Danford played his prep ball at Marietta High.
“I think that it’s something that will bring positivity to the college as well as the rest of the community,” he added. “I can’t wait to test it out.”
Huffman, who played his high school ball at Waterford, seconded that.
“I think it’s great for the program,” said the 20-year-old MC utility player. “It will help us out in many ways, and we are excited to have it.”
Renovations started about two weeks ago. About 15,000 cubic yards of dirt was brought in to raise portions of the field as much as three feet, to minimize the risk of flooding.
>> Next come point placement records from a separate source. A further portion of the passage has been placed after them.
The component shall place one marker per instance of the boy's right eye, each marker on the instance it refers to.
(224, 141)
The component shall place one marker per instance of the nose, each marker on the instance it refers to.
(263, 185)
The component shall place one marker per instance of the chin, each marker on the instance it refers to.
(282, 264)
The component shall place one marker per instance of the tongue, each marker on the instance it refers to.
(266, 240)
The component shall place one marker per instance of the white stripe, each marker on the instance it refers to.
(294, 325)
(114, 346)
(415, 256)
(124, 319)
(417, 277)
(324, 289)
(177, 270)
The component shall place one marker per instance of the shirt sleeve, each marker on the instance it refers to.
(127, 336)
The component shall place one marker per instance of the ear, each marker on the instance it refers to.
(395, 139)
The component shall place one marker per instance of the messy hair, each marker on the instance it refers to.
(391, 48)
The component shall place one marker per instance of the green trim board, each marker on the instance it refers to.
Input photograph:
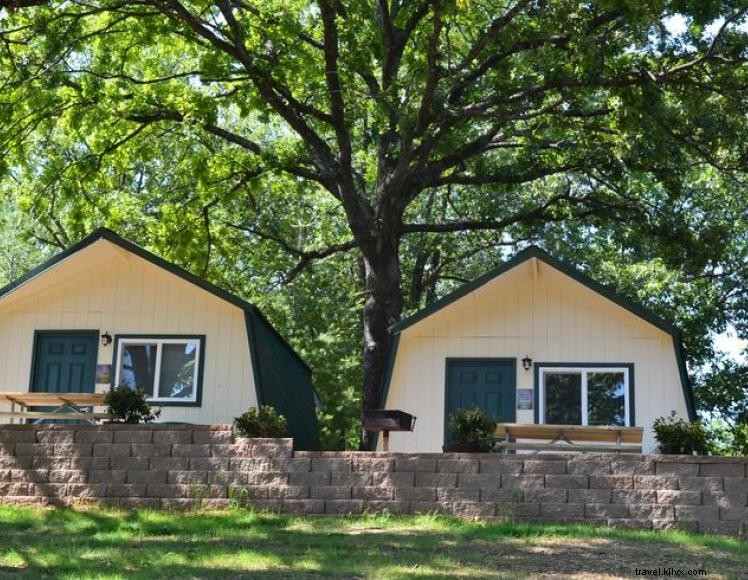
(448, 360)
(575, 274)
(283, 383)
(585, 365)
(200, 368)
(127, 245)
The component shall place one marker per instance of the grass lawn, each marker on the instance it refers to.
(240, 543)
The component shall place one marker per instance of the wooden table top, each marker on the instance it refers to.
(572, 432)
(50, 399)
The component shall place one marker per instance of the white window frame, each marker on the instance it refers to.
(159, 342)
(584, 371)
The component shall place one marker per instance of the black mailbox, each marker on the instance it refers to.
(386, 420)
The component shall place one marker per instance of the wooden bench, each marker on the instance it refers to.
(66, 406)
(575, 438)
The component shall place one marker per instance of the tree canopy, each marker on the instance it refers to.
(343, 162)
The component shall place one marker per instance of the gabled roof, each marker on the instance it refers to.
(572, 272)
(565, 268)
(127, 245)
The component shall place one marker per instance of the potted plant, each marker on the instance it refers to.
(264, 422)
(680, 437)
(126, 405)
(471, 431)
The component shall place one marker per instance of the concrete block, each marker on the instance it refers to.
(355, 478)
(330, 492)
(458, 465)
(304, 506)
(659, 482)
(131, 463)
(148, 476)
(344, 506)
(324, 464)
(398, 479)
(545, 495)
(478, 480)
(562, 511)
(596, 496)
(187, 477)
(522, 482)
(131, 436)
(211, 437)
(319, 478)
(473, 510)
(606, 510)
(107, 476)
(426, 479)
(707, 484)
(631, 496)
(458, 494)
(415, 493)
(544, 466)
(190, 450)
(372, 464)
(68, 476)
(567, 481)
(169, 437)
(111, 450)
(589, 466)
(373, 492)
(405, 463)
(722, 469)
(501, 465)
(651, 511)
(670, 497)
(94, 436)
(126, 490)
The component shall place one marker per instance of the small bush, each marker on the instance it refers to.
(680, 437)
(472, 428)
(127, 405)
(262, 422)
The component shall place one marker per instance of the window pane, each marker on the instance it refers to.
(138, 366)
(605, 398)
(563, 398)
(177, 376)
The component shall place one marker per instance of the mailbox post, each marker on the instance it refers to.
(384, 421)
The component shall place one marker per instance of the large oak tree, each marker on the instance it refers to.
(415, 117)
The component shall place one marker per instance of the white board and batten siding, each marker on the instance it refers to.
(531, 309)
(110, 290)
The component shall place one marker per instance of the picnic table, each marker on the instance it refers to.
(65, 406)
(582, 438)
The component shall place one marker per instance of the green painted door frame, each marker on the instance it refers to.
(494, 386)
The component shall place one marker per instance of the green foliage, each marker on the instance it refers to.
(127, 405)
(472, 427)
(676, 436)
(262, 422)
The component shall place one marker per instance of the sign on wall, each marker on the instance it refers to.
(524, 399)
Eventually, the installation of a Field/Turf DoublePlay system, which is also used by the Toronto Blue Jays, will cover the entire field.
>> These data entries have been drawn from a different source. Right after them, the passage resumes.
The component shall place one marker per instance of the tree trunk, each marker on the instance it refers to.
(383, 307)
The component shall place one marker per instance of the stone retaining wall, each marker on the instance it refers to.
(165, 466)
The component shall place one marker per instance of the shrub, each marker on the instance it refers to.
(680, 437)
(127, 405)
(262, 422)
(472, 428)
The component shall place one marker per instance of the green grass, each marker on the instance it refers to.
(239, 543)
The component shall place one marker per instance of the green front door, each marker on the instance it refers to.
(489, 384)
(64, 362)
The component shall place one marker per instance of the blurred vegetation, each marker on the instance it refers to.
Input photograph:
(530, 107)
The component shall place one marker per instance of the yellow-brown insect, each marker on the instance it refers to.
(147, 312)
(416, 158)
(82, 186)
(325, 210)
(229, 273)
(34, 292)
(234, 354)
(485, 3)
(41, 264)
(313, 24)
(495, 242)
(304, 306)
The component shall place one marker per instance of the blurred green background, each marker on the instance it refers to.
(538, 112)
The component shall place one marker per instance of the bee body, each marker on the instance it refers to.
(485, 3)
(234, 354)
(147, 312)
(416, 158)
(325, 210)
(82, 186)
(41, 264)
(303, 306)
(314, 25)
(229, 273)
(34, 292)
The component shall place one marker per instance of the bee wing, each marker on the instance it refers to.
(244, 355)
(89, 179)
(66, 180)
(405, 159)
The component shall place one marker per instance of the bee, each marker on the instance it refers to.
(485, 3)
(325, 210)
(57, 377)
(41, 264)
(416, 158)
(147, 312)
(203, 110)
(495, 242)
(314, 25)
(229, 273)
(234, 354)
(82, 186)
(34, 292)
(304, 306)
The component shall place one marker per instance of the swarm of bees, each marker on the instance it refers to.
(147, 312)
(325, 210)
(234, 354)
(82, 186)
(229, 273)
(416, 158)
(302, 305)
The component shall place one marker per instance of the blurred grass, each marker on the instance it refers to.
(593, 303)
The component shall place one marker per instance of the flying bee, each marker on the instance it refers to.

“They (construction crew) pulled out the concrete,” said Chris Stout, the Don Schaly Stadium supervisor.
“Then, they took out 6 to 12 inches of topsoil. Now, they’re in the leveling process and will be starting to bring in the fill and raise it up three or four feet.”
“It’s pretty impressive watching them do that,” he continued. “I think everyone here is excited about it. It’s going to be something else. A lot of people have come out to get a peek of it and they’re definitely impressed with what’s going on.”
Stout is also the pitching coach for the Brian Brewer-led Etta Express.
“Natural grass is always a favorite to play baseball on, but it usually means a wet spring,” Stout said. “So, with the artificial turf, you’re not going to miss hardly anything at all. It could pour all morning, but you’re going to get in every game you need to play that day.
“Now we won’t have to pull tarp or drain water off the field. The field’s going to be a little higher than what it is now. The artificial turf will have sand and rubber pellets underneath it, and it will absorb the water so much better than soil or clay could.”
Before all is said and done, Don Schaly Stadium will also have new, step-down dugouts, a pole-less backstop with net and padding, and a new 8-foot outfield fence with center field moved in 10 feet to 400 feet. Also, the foul territory down the lines will be reduced, and the bullpens moved further down the lines to accomodate more spectators.
“You’re not going to be able to beat it,” Stout said. “There’s no reason why we can’t get the best players in the country to play here.”